The power to forgive reminds me of a comic book or a superhero. Forgiveness is so beyond our natural ability and instinct. Forgiveness definitely sounds like a superhuman quality...quite extraordinary! Perhaps when someone experiences and displays the power to forgive, they should be given a special costume. On second thought, we would all look ridiculous in polyester tights!

COLOSSIANS 3:12-14
"Therefore, as the elect of God, holy and beloved, put on tender mercies, kindness, humility, meekness, long suffering; (13) bearing with one another, and forgiving one another, if anyone has a complaint against another, even as Christ forgave you,so you also must do. (14) But above all these things put on love, which is the bond of perfection."

Until we EXPERIENCE God's forgiveness
it is difficult to EXTEND forgiveness!

WHAT FORGIVENESS AIN'T....For so many of us, forgiveness is often times misunderstood and we reject it as an option because of what I call FORGIVENESS IMPOSTERS!

IMPOSTER #1: Forgiveness Forgets
We can not link forgiveness with some form of amnesia. Forgiveness may not involve forgetting.

IMPOSTER #2: Forgiveness Denies
Authentic forgiveness does not mean you ignore the anger or deny how much it hurts.

IMPOSTER #3: Forgiveness Minimizes
Forgiveness does not say, "Don't worry about it, it's no big deal". It is a big deal. Forgiving does not minimize the offense.

IMPOSTER #4: Forgiveness Excuses
"oh I know you didn't mean any harm." Toughen up and don't just excuse the offender. The person may not have meant to hurt you but it doesn't make it alright.

IMPOSTER #5: Forgiveness Restores
Forgiveness does not always restore a relationship to what it once was.

WHAT FORGIVENESS IS...when you understand the definition of forgiveness it will be much easier to forgive.

1. FORGIVENESS IS: Acknowledging the hurt
Denying that you were hurt will undermine everything. It all begins with accepting that you were hurt.

2. FORGIVENESS IS: Keeping your eyes open
No pretending. No playing games. You are aware of the hurt, you see the pain, you know who did it.
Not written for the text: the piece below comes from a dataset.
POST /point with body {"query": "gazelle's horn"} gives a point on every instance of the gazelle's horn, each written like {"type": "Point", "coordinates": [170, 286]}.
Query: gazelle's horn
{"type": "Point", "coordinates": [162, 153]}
Yet you are still willing to forgive.

3. FORGIVENESS IS: Showing mercy
Retaliation is what they deserve, but mercy is the fruit of forgiveness.

4. FORGIVENESS IS: Keeping no record of wrongs
You may not forget a hurt for a long time after you have extended forgiveness, but burying the list and not bringing it up is part of the forgiving.

5. FORGIVENESS IS: An attitude
Forgiveness really begins with a choice you make. You think forgiveness and act forgiveness. Forgiveness comes out of you because it is what you see, what you think and what you believe.

6. FORGIVENESS IS: A lifestyle
When forgiveness becomes a habit, it has become a lifestyle. You don't have to weigh each situation and decide if you are going to forgive....forgiving is part of you.

7. FORGIVENESS IS: A process
Forgiving sometimes takes steps to complete. Take one step at a time and you will be successful!

My ROAD TO FORGIVING began that day I mailed that Christmas card to a man I never met. God had more in store for me than to just mail a letter, God wanted me to see the eyes that I had longed for...

check back on Thursday, for THANKFUL THURSDAY. I will post the letter that thrust me into this journey of forgiveness and restoration. PART 3 of "My Fathers Eyes" will reveal my birth fathers reaction to the letter.


With a FORGIVING heart;




Laurie
READ PART THREE HERE

4 comments:

Cheri said...

I love your open heart.

Sharon said...

Wow, intriguing. You are such an awesome writer. I can't wait for Thursday's post! :0)

Laura said...

Laurie,
I appreciate you and your heart of gold. Thank you for opening up and telling your story. I know it will minister to everyone who reads it. I am praying for you!
Love,
Laura

Anonymous said...

What a neat story! I am going through my own journey of forgiveness. The devil keeps trying to trip me up, but I keep reminding him that I CHOOSE to forgive!